Care regulator the Care Quality Commission (CQC) is carrying out a review of how NHS trusts identify, report, investigate and learn from deaths of people using their services – with a particular focus on people with a learning disability or mental health problem.
This follows a request from the Secretary of State for Health, Jeremy Hunt, which was part of the government’s response to a report into the deaths of people with a learning disability or mental health problem in contact with Southern Health Foundation NHS Foundation Trust.
In December 2015, a report by Mazars criticised Southern Health for its failure to adequately investigate unexplained deaths. Since then, the CQC has issued a warning notice to the trust, saying it needs to improve its governance arrangements to ensure robust investigation and demonstrable learning following incidents and deaths.
The CQC’s review will consider the quality of practice in relation to identifying, reporting and investigating the death of any person in contact with a health service managed by an NHS trust; whether the person is in hospital, receiving care in a community setting or living in their own home.
Professor Sir Mike Richards, CQC’s chief inspector of hospitals, said: “Very many people are under the care of secondary healthcare services at the time of their death.
“For most, the care provided has prolonged their life, eased their suffering and helped them to die with dignity. However, this is not the case for everybody. Every year thousands of people under the care of NHS trusts die prematurely because their treatment or care has not been as good as it could have been. Healthcare workers might have failed to identify an illness that could have been treated, not provided the advice that might have prevented an illness developing, not made a life-saving intervention with a person who is critically ill or made some other error that contributed to a premature death.
“It is essential that, when this happens, NHS services identify and investigate the circumstances of these deaths so that staff can learn from them and reduce the likelihood of a similar event happening in the future.
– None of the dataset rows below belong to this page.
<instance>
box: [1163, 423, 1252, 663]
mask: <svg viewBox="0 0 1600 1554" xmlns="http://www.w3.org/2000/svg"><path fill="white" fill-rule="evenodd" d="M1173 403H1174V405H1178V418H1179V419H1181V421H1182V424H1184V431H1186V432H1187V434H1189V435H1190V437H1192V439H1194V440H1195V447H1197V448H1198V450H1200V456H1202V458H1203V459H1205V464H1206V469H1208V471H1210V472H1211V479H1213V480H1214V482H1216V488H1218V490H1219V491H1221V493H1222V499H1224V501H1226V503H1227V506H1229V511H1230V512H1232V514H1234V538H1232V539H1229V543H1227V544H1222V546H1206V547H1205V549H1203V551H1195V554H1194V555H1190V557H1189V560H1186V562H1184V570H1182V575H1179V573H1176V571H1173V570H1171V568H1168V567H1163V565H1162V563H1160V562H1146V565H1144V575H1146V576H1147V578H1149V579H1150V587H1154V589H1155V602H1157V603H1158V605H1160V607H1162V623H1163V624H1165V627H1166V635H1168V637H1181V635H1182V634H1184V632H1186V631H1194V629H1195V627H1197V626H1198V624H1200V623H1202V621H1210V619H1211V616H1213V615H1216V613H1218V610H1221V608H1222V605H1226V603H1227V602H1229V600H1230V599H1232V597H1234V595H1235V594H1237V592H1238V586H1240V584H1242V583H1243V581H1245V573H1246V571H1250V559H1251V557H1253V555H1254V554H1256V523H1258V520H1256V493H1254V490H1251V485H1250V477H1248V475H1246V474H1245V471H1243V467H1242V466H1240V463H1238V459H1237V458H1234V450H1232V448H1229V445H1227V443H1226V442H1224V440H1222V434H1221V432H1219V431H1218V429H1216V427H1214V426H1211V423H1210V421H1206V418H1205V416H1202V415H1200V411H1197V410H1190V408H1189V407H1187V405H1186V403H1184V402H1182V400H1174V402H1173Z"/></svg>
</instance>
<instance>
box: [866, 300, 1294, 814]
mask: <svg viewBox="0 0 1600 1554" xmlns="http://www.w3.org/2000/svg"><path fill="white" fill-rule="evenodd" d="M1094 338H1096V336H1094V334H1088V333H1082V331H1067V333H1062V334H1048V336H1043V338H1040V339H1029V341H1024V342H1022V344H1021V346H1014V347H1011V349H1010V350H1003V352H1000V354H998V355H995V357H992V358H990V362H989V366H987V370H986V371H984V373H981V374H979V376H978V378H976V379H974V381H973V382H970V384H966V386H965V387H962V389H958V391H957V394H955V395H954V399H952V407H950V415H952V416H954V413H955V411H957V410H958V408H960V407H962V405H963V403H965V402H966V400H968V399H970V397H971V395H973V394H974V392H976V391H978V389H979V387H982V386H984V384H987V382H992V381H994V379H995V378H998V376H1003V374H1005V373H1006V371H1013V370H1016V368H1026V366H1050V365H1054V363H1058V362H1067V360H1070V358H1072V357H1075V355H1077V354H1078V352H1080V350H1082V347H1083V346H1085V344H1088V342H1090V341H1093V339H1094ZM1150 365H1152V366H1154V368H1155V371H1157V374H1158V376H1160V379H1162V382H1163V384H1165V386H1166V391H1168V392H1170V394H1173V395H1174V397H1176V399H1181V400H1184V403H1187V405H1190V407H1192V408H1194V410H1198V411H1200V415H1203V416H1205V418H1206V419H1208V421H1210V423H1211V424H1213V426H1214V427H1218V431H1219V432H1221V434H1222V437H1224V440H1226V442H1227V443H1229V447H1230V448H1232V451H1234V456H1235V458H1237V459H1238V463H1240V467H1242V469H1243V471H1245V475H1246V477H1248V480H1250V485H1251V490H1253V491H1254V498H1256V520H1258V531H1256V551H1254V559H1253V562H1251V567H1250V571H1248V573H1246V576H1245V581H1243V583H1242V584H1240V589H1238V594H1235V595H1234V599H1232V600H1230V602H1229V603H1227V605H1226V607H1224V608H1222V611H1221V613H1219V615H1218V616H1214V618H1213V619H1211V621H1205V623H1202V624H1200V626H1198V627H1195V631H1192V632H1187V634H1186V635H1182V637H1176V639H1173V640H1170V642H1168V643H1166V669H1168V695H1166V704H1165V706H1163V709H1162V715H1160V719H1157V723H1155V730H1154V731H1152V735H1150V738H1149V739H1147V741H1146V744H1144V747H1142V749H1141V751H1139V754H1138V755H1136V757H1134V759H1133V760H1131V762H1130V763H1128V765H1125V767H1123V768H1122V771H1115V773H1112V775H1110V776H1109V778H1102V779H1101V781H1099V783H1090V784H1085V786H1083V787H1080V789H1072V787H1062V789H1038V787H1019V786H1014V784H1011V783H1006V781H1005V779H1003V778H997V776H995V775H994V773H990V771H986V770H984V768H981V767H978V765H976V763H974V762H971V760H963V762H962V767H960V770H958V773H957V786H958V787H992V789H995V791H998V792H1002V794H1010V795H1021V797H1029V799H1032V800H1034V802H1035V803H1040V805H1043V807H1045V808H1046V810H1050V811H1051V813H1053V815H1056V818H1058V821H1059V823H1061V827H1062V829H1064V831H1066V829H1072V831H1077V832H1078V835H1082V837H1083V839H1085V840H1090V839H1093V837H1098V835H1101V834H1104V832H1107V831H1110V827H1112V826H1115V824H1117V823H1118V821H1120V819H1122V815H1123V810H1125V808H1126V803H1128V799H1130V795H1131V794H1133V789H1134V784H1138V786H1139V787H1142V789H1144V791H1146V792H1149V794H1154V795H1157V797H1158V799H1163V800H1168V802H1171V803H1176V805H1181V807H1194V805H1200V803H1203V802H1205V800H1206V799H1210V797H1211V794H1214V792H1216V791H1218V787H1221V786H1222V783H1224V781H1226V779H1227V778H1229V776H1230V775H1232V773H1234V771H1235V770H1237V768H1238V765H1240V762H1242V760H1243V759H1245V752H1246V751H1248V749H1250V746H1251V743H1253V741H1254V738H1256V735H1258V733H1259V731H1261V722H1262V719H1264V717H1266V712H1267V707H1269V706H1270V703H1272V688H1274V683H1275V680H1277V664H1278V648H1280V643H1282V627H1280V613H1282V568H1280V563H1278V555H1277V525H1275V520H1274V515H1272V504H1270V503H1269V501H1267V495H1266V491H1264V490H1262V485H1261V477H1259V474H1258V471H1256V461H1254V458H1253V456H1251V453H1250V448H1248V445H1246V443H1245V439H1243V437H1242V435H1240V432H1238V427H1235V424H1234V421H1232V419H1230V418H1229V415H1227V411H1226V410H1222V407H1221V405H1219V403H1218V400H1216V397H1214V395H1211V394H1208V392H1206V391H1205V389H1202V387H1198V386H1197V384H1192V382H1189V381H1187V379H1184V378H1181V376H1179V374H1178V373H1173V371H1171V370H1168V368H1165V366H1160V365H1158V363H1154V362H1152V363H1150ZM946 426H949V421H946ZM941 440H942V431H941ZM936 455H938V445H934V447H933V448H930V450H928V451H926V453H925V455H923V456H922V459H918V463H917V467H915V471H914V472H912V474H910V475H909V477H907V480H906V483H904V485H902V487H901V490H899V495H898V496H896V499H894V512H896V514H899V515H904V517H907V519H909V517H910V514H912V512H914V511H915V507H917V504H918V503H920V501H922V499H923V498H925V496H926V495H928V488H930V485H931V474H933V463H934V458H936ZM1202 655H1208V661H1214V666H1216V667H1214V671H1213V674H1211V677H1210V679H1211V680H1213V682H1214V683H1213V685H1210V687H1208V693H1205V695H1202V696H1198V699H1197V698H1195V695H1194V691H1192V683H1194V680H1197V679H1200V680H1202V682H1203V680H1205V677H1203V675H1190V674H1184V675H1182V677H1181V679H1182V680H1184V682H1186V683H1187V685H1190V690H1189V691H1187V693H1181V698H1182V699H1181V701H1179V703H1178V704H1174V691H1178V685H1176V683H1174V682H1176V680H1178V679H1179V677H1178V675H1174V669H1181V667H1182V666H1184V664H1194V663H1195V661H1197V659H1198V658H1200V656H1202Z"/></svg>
It is also essential that NHS providers are open and honest with the families and carers of people who die whilst under their care.
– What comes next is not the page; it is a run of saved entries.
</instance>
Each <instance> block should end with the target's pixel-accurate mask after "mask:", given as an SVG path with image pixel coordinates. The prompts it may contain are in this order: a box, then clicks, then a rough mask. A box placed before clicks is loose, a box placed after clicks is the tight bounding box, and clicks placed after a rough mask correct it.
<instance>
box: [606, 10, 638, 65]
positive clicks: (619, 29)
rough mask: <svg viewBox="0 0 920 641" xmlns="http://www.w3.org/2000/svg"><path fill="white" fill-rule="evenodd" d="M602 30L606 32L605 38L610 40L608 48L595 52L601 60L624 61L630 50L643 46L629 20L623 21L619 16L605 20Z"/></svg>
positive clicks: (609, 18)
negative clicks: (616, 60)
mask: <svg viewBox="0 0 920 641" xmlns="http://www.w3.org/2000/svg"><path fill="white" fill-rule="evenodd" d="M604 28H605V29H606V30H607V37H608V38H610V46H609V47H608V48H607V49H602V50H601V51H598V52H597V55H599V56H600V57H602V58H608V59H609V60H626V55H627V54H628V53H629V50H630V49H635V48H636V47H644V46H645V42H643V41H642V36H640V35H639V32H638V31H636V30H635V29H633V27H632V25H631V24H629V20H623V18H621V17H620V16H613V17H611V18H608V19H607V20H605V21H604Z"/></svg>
“CQC’s review aims to find out to what extent NHS trusts are learning organisations when it comes to investigating the deaths of people under their care and how well they support and engage with the families of people who have died.”
The CQC will be writing to all acute, community and mental health trusts seeking information about the number of deaths in their hospitals, how they decide which of these should be investigated and how they then carry out those investigations. It will also ask how they involve families and use the learning from those investigations to make improvements.
In addition, CQC will conduct phone interviews with 30 trusts to get more information and then visit 12 to get an in-depth understanding of their practices and processes. The review aims to look for examples of good practice as well as identifying problems.
The work will be supported by an expert advisory group. As part of this, and wider work, the CQC will involve families and organisations that represent them.
The findings will be published in a national report towards the end of the year.